Justin McKelvey

Justin McKelvey

Fractional CTO · 15 years, 50+ products shipped

AI for Business 5 min read

10 Questions to Ask Before Hiring an AI Consultant (2026)

Quick Answer

Ten questions vet any AI consultant: the build walkthrough, the tool answer, the fixed price, who does the work, will they implement, what you own after, tool-risk handling, smallest engagement, output guardrails, and "when would you tell us no." Practitioners answer all ten in specifics. Presenters answer in frameworks. As of July 2026, that's the whole filter — and the benefits of a good hire (speed, avoided spend, borrowed judgment) only show up on the practitioner side.

Reviewed July 2026 · Author: Justin McKelvey, AI consultant & fractional CTO, 50+ products shipped

TL;DR: Interrogate the Specifics

You can't out-expertise a consultant in their own field — but you don't have to. You just have to ask questions that only practitioners can answer well. Generic consultants survive on abstraction; every question below is designed to make abstraction impossible.
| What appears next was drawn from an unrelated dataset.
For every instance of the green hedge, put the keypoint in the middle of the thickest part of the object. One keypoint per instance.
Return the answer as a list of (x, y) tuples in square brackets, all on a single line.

I sit on both sides of this table — I sell AI consulting, and I've hired consultants for my own businesses. These are the questions I'd want a client to ask me, because they're the ones a presenter can't fake through. (For the fuller selection framework, see how to choose an AI consultant.)

The 10 Questions (With Good and Bad Answers)

  1. "Walk me through an AI system you personally built, end to end. What almost killed it?"
    ✅ Good: immediate, specific, includes a failure — "the calendar connector kept dropping auth, we rebuilt the flow twice."
    ❌ Bad: "Our methodology begins with a comprehensive discovery phase." That's a no.

  2. "What tools would you use for my workflow — names, not categories?"
    ✅ Good: "Claude with a project setup, your CRM connected, drafts routed for your approval — because your bottleneck is writing-heavy."
    ❌ Bad: "We're vendor-agnostic and would evaluate leading platforms." In 2026, that's a consultant who hasn't picked a lane.

  3. "What's the fixed price for a defined deliverable?"
    ✅ Good: a number attached to an outcome. An assessment costs $X; this install costs $Y.
    ❌ Bad: open-ended hourly with no cap. Their inefficiency becomes your invoice.

  4. "Who actually does the work?"
    ✅ Good: "Me" — or named people with stated hours.
    ❌ Bad: "team-based delivery model." Translation: the partner sells, associates you've never met deliver.

  5. "If we like the plan, will you build the first piece?"
    ✅ Good: yes, with a price and a timeline. (This is why I structure my own assessment so the fee credits toward a build within 90 days — the plan should be a deposit on execution, not the product.)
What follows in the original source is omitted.